Their opinions valued that the arts increased higher order thinking skills, developed hand-eye coordination along with developing critically thinking, self-expressive and confident individuals. But, their views also included the notions for a promotion of social change, which is self-evident as I’ve been witness to the growth and awareness here. Very similar to what Superintendent Carlos Garcia’s mission disclosed, Reimagine Learning: Building a District on Arts Education, the members of our communities are becoming more adamant that the arts are a way of closing the achievement gaps, creating motivation and energy for students to engage in their learning and that by including the community in this conversation this educational reform, that has been discussed in length for years, can be realized and fostered.
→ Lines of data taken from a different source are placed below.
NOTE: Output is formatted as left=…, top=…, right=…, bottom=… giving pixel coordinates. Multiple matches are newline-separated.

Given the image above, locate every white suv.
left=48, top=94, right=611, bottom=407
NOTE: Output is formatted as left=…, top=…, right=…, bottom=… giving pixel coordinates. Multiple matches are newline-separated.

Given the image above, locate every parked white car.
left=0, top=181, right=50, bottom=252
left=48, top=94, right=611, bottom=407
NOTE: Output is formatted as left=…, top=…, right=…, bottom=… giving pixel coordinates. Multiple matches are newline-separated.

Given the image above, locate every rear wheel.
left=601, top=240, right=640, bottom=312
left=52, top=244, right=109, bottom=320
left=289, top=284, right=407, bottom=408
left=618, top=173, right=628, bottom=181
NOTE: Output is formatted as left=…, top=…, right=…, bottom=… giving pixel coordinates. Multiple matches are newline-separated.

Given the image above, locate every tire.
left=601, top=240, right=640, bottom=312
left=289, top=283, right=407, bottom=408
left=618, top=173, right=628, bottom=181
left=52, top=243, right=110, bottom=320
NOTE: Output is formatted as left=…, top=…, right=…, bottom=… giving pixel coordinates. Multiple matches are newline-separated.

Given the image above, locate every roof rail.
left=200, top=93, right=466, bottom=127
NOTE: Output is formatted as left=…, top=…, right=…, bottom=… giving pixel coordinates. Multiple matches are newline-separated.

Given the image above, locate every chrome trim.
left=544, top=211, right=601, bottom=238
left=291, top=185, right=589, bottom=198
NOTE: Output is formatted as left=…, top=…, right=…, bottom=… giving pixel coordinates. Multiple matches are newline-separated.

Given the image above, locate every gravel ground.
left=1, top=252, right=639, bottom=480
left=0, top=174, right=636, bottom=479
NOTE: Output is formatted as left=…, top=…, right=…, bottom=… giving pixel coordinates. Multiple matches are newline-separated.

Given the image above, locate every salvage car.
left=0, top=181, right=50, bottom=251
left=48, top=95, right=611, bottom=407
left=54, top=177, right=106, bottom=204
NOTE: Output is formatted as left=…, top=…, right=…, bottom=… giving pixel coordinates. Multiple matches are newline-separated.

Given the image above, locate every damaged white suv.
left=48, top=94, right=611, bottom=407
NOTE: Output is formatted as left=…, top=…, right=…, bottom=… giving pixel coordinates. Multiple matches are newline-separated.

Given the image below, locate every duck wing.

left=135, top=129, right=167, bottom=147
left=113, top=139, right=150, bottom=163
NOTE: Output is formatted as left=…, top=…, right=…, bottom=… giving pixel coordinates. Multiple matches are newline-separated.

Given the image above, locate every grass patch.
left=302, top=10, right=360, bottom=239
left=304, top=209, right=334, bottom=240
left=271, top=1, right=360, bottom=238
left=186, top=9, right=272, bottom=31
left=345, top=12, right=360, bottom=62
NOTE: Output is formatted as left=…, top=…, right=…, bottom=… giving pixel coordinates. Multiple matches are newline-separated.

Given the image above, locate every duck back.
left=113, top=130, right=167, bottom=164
Through a not for profit art organization that I helped start in this area four years ago, artists, teachers, parents, community officials and members have risen and banned together to one, make the arts and artisans living here more visible to the public and two, to educate those individuals who wish to realize the self-fulfilling qualities that come from the arts. We have become promoters of artists, artisans, thespians, musicians, writers and the like, finding that the enthusiasm and interest for these efforts has only increased.
By becoming leaders in our communities, teachers and advocates, much like Mr. Garcia, including the different players in the conversation of the importance of the arts, our successes have and will only help facilitate economic growth, the future of our youth, and the betterment of our society as a whole.